Frederiksborg Castle is open during the “season,” which runs from April through October, from 10am to 5pm . In the winter months, the palace and park complex welcomes visitors only from 11.00 to 15.00. The cost of the ticket is symbolic – 60 crowns. This amount includes not only a visit to Fredericksborg, but also a walk in the park, visiting the “Hamlet” castle and the palace of Fredensborg. By the way, the park of Frederiksborg Palace is a unique and unforgettable spectacle. It was laid out in the Baroque style from 1720 to 1725.
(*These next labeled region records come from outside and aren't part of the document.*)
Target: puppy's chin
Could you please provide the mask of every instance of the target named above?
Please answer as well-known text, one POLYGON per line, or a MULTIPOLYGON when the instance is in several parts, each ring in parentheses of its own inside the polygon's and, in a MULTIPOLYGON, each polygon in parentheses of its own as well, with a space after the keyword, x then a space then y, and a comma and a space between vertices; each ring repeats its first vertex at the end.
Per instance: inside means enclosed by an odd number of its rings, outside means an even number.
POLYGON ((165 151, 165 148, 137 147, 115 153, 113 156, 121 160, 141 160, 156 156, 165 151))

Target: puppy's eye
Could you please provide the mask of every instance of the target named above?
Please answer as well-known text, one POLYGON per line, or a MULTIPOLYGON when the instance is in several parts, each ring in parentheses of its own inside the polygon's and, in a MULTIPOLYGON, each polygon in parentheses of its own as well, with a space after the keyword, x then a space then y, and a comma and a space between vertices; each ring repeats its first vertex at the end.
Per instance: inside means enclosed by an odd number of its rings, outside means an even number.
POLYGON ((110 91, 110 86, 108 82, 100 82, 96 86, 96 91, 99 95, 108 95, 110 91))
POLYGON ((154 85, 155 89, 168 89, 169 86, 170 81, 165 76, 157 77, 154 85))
Frederiksborg Palace in Denmark

The National History Museum room in the palace

A walk through it is sure to be remembered by the traveler for a lifetime: the cascade with fountains, water channels, monograms of the royal family consisting of flowering bushes and, of course, the magnificent Castle Lake – are an integral part of the entire architectural ensemble. The possibility of wandering through its alleys appeared only in 1996. Until 1993, the baroque garden, which was brought to life by Johan Cornelius Criger, was in decay: the Danish budget was not able to sustain the maintenance of the castle and its enormous park.

Frederiksborg Palace in Denmark

The National History Museum room in the palace

At the end of this material, I would like to add that a tourist visiting the palace, be sure to pay attention also to a small house, more correctly say – a hunting castle, which was built during the time of Frederick II.